More state funding called for to reverse budget shortfalls on SUNY campuses – Saratogian


ALBANY, NY – United University Professions, the nation’s largest higher education union, recently held a press conference calling for increased public funding for three SUNY campuses in the Capital Region facing projected budget shortfalls of several million: the University of Albany, Empire State College and SUNY Cobleskill.

UUP President Frederick E. Kowal, Ph.D., was joined by State Assemblywoman Patricia Fahy, Albany Mayor Kathy M. Sheehan, Common Council Member of ‘Albany Tom Hoey and Jalen Miller, Vice President of the University of Albany Student Association.

At the late morning event, held in UAlbany, speakers urged state lawmakers to allocate more state aid to SUNY campuses to help address budget shortfalls. The University at Albany faces a projected shortfall of $15 million. Two other SUNY institutions in the Capital Region, Empire State College and SUNY Cobleskill, have projected deficits of $8 million and $4 million, respectively.

“For too long our campuses have been underfunded by the state, which has placed the burden of funding our campuses on the backs of students and parents through higher tuition and fees and other costs ever-increasing,” Kowal said. “Last year, students paid $2 for every $1 of direct state operational support.

“The impact of this chronic underfunding has – and will continue to have – a negative effect on our communities, especially those that house SUNY campuses,” he continued. “SUNY is a powerful economic engine for these communities, providing well-paying jobs, millions in generated revenue, and a well-educated workforce that helps create a stable tax base. We need to encourage that growth and one way to do that is to properly fund our campuses.

In the Capital Region, SUNY represents more than 9,800 jobs and supports more than 21,400 indirect jobs (suppliers, subcontractors, etc.). SUNY’s impact on the Capital Region economy was $3.4 billion in 2018, according to a SUNY Economic Impact Study by the Rockefeller Institute of Government.

Statewide, SUNY’s economic impact is approximately $30 billion annually. Every dollar invested in SUNY by the state returns $8.17. SUNY is also one of the 10 largest employers in every region of the state except New York.

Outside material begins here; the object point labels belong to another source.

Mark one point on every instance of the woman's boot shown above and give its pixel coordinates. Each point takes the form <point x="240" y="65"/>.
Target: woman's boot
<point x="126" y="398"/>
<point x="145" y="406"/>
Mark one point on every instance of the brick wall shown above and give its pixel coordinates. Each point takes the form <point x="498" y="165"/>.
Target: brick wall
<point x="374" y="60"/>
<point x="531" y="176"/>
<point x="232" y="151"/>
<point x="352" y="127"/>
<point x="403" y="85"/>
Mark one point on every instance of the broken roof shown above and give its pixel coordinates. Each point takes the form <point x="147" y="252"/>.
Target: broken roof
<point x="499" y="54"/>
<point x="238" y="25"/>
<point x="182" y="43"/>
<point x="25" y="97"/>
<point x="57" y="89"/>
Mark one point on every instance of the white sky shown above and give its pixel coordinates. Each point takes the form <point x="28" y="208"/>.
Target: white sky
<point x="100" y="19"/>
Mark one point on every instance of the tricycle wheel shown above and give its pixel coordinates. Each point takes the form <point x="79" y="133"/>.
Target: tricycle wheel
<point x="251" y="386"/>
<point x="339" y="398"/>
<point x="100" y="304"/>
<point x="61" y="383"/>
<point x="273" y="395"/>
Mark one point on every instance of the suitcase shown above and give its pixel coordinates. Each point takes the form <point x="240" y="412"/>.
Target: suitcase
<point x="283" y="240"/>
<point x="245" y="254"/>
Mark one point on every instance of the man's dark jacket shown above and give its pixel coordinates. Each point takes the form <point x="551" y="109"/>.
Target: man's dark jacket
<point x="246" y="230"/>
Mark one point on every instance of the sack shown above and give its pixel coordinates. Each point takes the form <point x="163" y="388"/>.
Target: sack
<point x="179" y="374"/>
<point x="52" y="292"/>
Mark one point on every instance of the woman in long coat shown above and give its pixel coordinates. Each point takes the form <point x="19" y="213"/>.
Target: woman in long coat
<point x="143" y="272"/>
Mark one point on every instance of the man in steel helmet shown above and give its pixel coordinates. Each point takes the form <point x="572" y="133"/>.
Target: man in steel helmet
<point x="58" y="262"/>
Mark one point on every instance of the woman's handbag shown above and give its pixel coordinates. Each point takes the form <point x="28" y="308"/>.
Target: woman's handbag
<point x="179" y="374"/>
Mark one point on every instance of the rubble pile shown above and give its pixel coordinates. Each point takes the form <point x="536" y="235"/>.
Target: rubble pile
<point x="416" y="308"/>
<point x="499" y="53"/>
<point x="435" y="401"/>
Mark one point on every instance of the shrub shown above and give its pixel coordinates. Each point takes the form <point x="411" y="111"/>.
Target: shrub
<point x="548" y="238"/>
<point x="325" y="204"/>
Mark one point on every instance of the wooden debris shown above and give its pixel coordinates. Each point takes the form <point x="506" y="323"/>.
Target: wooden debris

Kowal also warned that without more state funding, campuses with acceptable student-teacher ratios could see them accelerate, especially with enrollment growth. The student-to-faculty ratio at the University of Albany is 19 to 1; it’s 15 to 1 at Empire State College and SUNY Cobleskill.

“After more than a decade of flat state funding, most of our campuses have long since cut budgets and been forced into painful cost-cutting measures to make ends meet,” Kowal said. “Without more state funding, campuses must consider even more drastic measures, which could include curtailing programs, overloading classes, leaving full-time vacancies unfilled, and hiring more deputies to take over.”

“SUNY is one of the nation’s leading public institutions of higher education, helping tens of thousands of students across New York State and beyond realize their dream of a college education. Despite legislative efforts, SUNY’s funding has remained stable for several years, meaning students, families, and universities like the University at Albany are forced to bear increased costs that are reflected in tuition hikes. and other fees. I’m proud to stand with UUP and the University of Albany Student Union today in emphasizing the need for increased public funding for SUNY institutions, to help fight the budget shortfalls and to ensure that our SUNY schools have the resources they need,” said Assemblyman Fahy.

“Our SUNY campuses like the University at Albany help train our future workforce, provide well-paying jobs, and drive economic investment in the Capital Region. These institutions are essential community partners, and j ‘urges SUNY to ensure that the University at Albany is fully funded to help avoid putting this vital institution in a position to make curricular cuts or pass these fiscal pressures on to our students,’ remarked Albany Mayor Sheehan.

“With additional funding, SUNY will be able to provide adequate mental health services to our students. Currently, SUNY campuses do not maintain proper counselor-to-student ratios to adequately support students. As students balance their course load, family life, work, and the financial burden of being a student, they should have more medical professionals to help them. We need more resources to staff our SUNY campuses, across all departments. Students shouldn’t have to worry about long lines to talk about financial aid about tuition fees when we are already concerned about the cost of higher education in the first place,” added Jalen Miller, vice president of the University at Albany Student Association.